Best practices, typified by the U.S. National Institute of Standards and Technology (NIST) Cybersecurity Framework and International Electrotechnical Commission (IEC) guidance, lay out five key steps: Identify critical assets, risk management practices, and security capabilities. Protect, defining prioritized defenses and safeguards for critical assets to minimize an attack’s impact. Detect threats promptly through continuous monitoring. Respond to contain and mitigate security incidents. Recover by restoring any damaged functions or services. Those all depend on employees executing effectively.
“If you have an attack and nobody knows what to do, people are just running around asking everybody who might have some knowledge about things. This is completely uncoordinated,” Schlehuber said. “You have to have a plan for how to react.”
An added benefit of an emergency response plan? Insight. “By planning a response, you find yourself trying to identify your system, your assets, who the owners are, what security mechanisms exist in them, what’s critical to your operation, and what could happen with any disruption,” Shifman said. With that insight, “you can prepare yourself better for the moment.”

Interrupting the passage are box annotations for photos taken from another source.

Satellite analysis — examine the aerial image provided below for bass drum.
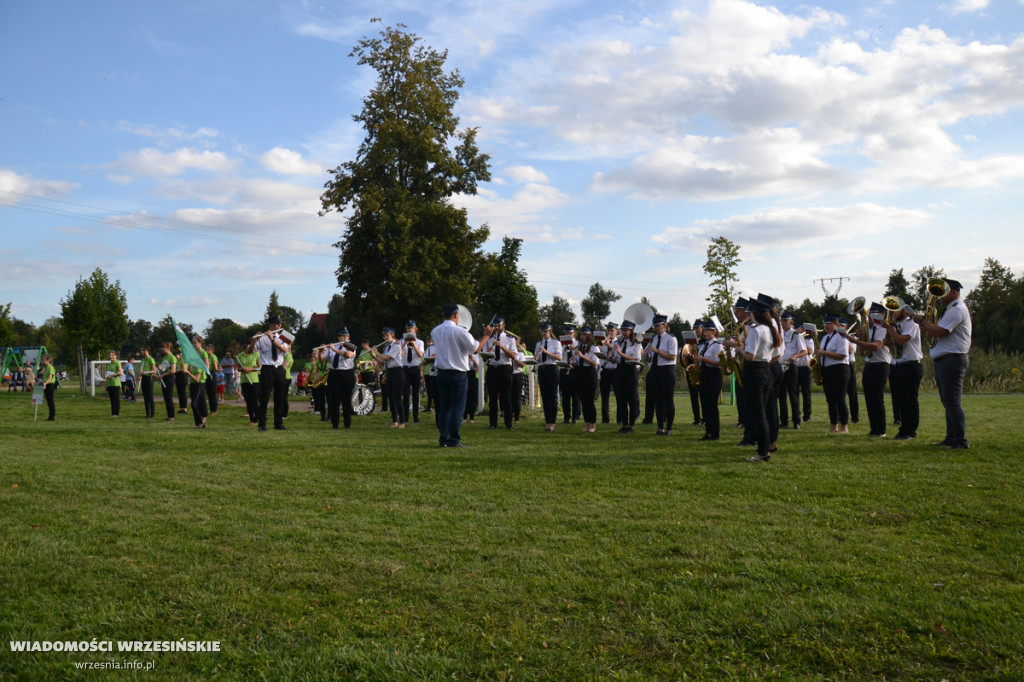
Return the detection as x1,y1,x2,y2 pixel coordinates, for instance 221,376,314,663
352,384,377,417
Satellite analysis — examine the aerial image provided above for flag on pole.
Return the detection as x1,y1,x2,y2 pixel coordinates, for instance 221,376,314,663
171,317,207,372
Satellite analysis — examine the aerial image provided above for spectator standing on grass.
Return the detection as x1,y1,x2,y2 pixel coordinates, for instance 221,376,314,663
104,350,125,417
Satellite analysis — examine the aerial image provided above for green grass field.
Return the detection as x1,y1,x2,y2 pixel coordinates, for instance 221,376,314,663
0,388,1024,680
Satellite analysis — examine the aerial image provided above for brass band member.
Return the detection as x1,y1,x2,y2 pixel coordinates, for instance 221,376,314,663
598,322,625,424
608,319,643,433
572,326,598,433
373,327,409,429
324,327,355,429
693,319,722,440
679,319,703,426
882,308,924,440
534,323,562,431
647,315,679,435
814,315,850,433
845,303,892,437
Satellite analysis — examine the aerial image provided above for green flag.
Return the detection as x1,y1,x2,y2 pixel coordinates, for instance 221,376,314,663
171,317,207,372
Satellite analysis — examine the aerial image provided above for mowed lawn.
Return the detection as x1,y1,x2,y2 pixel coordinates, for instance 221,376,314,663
0,387,1024,680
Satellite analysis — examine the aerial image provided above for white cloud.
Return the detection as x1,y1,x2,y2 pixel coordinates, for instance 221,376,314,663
109,146,237,177
259,146,326,175
651,204,932,253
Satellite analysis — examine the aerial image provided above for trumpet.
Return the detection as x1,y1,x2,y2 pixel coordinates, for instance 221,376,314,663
924,278,949,348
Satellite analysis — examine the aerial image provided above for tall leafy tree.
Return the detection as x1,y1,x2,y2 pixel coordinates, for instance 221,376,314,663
964,258,1014,350
703,237,742,319
60,267,128,391
580,282,623,329
537,296,577,329
321,25,490,327
473,237,540,340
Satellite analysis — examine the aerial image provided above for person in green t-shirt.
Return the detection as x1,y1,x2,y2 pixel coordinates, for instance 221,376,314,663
103,350,125,417
206,343,220,416
138,346,157,419
41,353,57,422
282,350,295,419
185,336,210,429
157,341,178,422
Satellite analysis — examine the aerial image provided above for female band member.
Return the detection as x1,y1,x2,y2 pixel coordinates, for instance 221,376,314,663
693,319,722,440
572,327,597,433
534,323,562,431
138,346,157,419
608,319,642,433
41,353,57,422
106,350,125,417
814,315,850,433
159,341,178,422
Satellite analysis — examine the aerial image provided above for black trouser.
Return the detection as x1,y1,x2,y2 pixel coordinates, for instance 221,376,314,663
935,353,970,445
483,365,512,428
743,360,772,455
889,360,924,436
572,360,597,424
401,365,423,422
310,382,323,413
615,365,640,426
793,360,820,424
846,363,860,422
174,372,188,412
821,363,850,426
188,382,208,426
257,365,289,429
558,369,580,424
327,370,355,429
160,375,174,419
686,372,700,424
765,363,782,442
509,370,526,422
463,370,480,419
700,363,722,438
778,365,800,426
242,381,259,424
423,374,437,410
106,386,121,417
142,375,157,417
643,365,657,424
600,367,622,424
387,367,409,424
651,364,676,431
206,370,217,415
43,382,57,422
537,365,558,424
864,363,889,435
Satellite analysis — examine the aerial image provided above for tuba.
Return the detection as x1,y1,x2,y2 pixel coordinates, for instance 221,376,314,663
924,278,949,348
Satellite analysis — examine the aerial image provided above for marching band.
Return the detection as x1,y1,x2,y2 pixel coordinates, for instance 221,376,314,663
59,280,970,454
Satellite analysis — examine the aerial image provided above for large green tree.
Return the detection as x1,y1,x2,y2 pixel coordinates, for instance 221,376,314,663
321,25,490,327
60,267,128,391
703,237,742,319
473,237,540,341
580,282,623,329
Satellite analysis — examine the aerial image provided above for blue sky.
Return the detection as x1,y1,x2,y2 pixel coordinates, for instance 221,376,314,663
0,0,1024,329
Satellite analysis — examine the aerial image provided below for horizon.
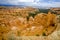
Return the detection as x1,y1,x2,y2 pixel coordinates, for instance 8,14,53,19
0,0,60,7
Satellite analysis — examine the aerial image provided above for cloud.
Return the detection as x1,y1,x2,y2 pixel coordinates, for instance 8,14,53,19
0,0,60,7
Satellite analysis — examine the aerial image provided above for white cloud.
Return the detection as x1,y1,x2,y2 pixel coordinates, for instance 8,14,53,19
0,0,60,7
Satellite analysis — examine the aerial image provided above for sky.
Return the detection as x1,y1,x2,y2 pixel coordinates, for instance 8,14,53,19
0,0,60,7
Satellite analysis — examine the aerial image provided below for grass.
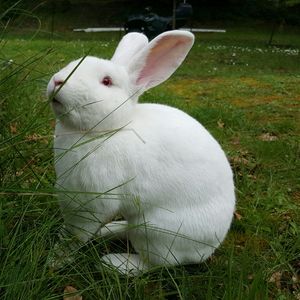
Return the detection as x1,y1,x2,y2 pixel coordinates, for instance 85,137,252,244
0,17,300,300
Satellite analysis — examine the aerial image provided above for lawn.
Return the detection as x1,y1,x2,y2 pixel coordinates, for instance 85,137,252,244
0,27,300,300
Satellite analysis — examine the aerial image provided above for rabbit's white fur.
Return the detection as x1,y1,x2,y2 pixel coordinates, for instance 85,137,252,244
48,31,235,274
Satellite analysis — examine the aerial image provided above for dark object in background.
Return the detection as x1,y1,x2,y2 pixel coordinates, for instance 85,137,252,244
124,3,193,39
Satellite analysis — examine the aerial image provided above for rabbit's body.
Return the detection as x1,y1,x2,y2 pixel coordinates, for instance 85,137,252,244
50,30,235,274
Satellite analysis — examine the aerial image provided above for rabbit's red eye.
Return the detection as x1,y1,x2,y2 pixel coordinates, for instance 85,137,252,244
102,76,112,86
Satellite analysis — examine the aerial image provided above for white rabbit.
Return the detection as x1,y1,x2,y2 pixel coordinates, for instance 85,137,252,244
47,30,235,275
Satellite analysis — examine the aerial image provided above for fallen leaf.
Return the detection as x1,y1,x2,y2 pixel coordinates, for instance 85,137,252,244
258,132,278,142
64,285,82,300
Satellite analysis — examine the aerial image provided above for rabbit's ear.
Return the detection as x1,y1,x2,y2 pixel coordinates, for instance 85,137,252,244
111,32,148,66
128,30,194,90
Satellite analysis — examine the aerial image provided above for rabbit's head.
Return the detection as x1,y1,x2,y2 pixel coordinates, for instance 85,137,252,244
47,30,194,130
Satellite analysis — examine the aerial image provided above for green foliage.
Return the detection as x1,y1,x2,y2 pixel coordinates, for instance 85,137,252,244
0,7,300,300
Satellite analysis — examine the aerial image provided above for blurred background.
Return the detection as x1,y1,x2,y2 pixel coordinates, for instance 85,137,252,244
1,0,300,38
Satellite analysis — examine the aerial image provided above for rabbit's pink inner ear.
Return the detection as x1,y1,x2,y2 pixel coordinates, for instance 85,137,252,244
136,35,192,88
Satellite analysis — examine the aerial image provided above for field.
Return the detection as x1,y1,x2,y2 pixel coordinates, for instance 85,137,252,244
0,24,300,300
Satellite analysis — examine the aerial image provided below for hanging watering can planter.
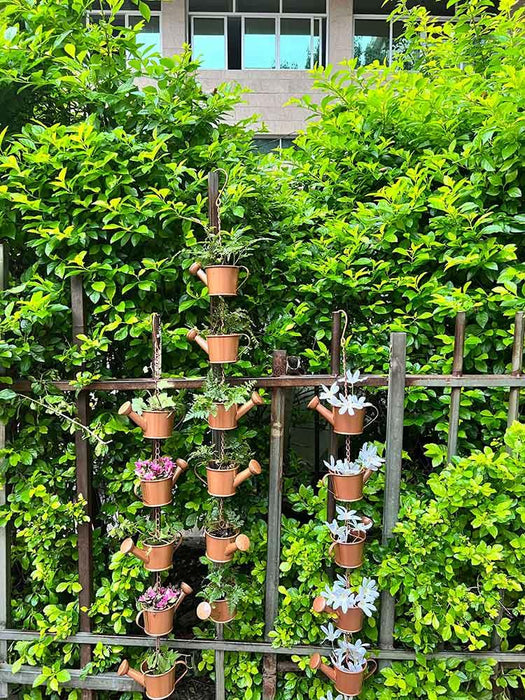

Rail and transit organizations have adopted cyber best practices in large part because almost every country has enacted regulations requiring operators to increase security, experts said. The question is how.
One effort to answer that is an international collaboration to draft rail-specific cybersecurity guidelines. The NIST and IEC frameworks help, but they are directed at all ICS users. The new effort, led by the IEC’s Project Team 63452, aims to draft and publish no later than 2025 “an international standard for handling cybersecurity for the whole rail sector,” said Serge Benoliel, Alstom’s cybersecurity governance and expertise director and the team leader. It includes 79 experts from 14 countries. The standard will be based on the rail-specific cybersecurity Technical Specification 50701 published in 2021 by the European Committee for Electrotechnical Standardization (CENELEC).
The New Standard
The new standard “is going to be the future of how operators will secure themselves,” Shifman said.
That work builds on collaboration throughout the industry. “Train builders, suppliers and vendors are putting a lot of time and energy into trying to proactively address the needs of their customer base,” Mitzefelt said. “Among operators and agencies there is a lot of conversation and discussion about cybersecurity. That is at the forefront.”
Talks include CISA. “We’re having very good conversations with technology companies,” Easterly said, “to ensure that they understand what we think safe software products are.” Counterparts in Australia, Canada, the Netherlands, New Zealand, and the U.K. are involved.
Top leadership needs to do more, several experts said. “Until you really have the leadership involved, with tracking key performance indicators, reporting on progress, and embracing an interest in cybersecurity,” Swanson said, “your security posture is a little bit doomed.”
Easterly and Fanning concurred.
“The days of relegating cybersecurity to the chief information officer or chief information security officer must end,” they wrote. “CEOs and boards of directors must embrace cyber risk as a matter of good governance and prioritize cybersecurity as a strategic imperative and business enabler.”